The supramodal theory has been motivated by the characteristics of multisensory speech discussed earlier, including: (1) neurophysiological and behavioral evidence for the automaticity and ubiquity of multisensory speech; (2) neurophysiological evidence for a speech mechanism sensitive to multiple sensory forms; and (3) neurophysiological and behavioral evidence for integration occurring at the earliest observable stage; and (4) informational analyses showing a surprising close correlation between optic and acoustic informational variables for a given articulatory event. The theory is consistent with Carol Fowler’s direct approach to speech perception (e.g. Fowler, 1986, 2010), and James Gibson’s theory of multisensory perception (Gibson, 1966, 1979; and see Stoffregen & Bardy, 2001).
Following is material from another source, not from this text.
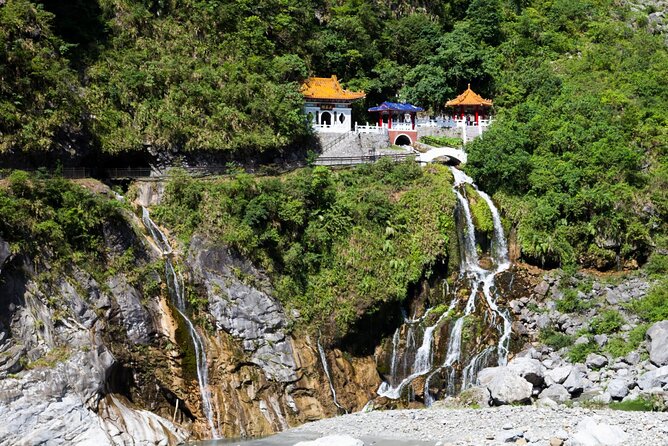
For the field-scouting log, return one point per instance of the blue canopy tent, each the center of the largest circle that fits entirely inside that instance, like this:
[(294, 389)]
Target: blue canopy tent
[(390, 108)]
The theory is also consistent with the task‐machine and metamodal theories of general multisensory perception which argue that function and task, rather than sensory system, is the guiding principle of the perceptual brain (e.g. Pascual‐Leone & Hamilton, 2001; Reich, Maidenbaum, & Amedi, 2012; Ricciardi et al., 2014; Striem‐Amit et al., 2011; see also Fowler, 2004; Rosenblum, 2013; Rosenblum, Dias, & Dorsi, 2017).

It will be argued that this thesis, which was presented in the first version of this chapter (Rosenblum, 2005), continues to gain supportive evidence (Rosenblum, Dorsi, & Dias, 2016; Rosenblum, Dias, & Dorsi, 2017). Throughout, the term supramodal information will be used instead of modality‐neutral information, which was used in the previous version of the chapter. This change has been made largely to be consistent with other theories outside of adult speech perception (neurophysiological; behavioral), which now make very similar claims (e.g. Papale et al. 2016; Ricciardi et al., 2014; Zilber et al. 2014).